Primo piano di Giorgia Meloni

Finisce davvero l’incubo stalking per Giorgia Meloni. L’uomo che per diverso tempo ha perseguitato la leader di Fratelli d’Italia con messaggi minatori ed illazioni è stato condannato a 2 anni: è stato anche riconosciuto un vizio parziale di mente.

Chi è lo stalker

Un uomo mai visto, mai incontrato, eppure ha costretto la sua vittima, Giorgia Meloni, a cambiare le sue abitudini. Lui è Raffaele Nugnes ed è stato arrestato nel luglio 2019 dalla Digos. L’uomo è stato messo ai domiciliari.

Giorgia Meloni è stata presente in aula davanti al processo.

Lo scorso 29 gennaio ha raccontato di come i rapporti con l’uomo fossero praticamente nulli: “Io non l’ho mai incontrato né a Garbatella né in altri posti di Roma. Ma dalla lettura di quei messaggi che mi sono stati segnalati la mia vita è cambiata”.

La paura per la figlia

Al tempo la grande preoccupazione della politica era stata soprattutto il fatto che fossero state fatte dallo stalker delle insinuazioni sul fatto che la figlia della donna fosse sua: “La cosa che mi ha preoccupato di questa vicenda non è tanto di avere uno stalker io, ma l’attenzione ossessiva di questa persona verso mia figlia.

E’ una cosa che mi ha preoccupato, ma gli inquirenti sono stati bravissimi perché sono stati tempestivi, quindi ovviamente grazie a loro per il lavoro che stanno facendo.
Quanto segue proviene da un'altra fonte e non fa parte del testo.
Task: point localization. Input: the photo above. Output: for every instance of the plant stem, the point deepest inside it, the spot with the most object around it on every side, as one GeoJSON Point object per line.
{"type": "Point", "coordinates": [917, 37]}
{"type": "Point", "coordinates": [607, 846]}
Mi sento molto tranquilla ad avere servitori dello Stato e persone che sono così presenti sulle dinamiche, mi pare davvero un lavoro ben fatto”.

Il legale soddisfatto della pena

L’avvocato Urbano del Balzo, che ha seguito il caso ed assistito Meloni, ha dichiarato a Il Fatto Quotidiano di ritenere la sentenza giusta.

L’infermità parziale di mente fa anche sì che oltre ai due anni di carcere l’uomo debba anche passare un anno presso una struttura specializzata in cure psichiatriche.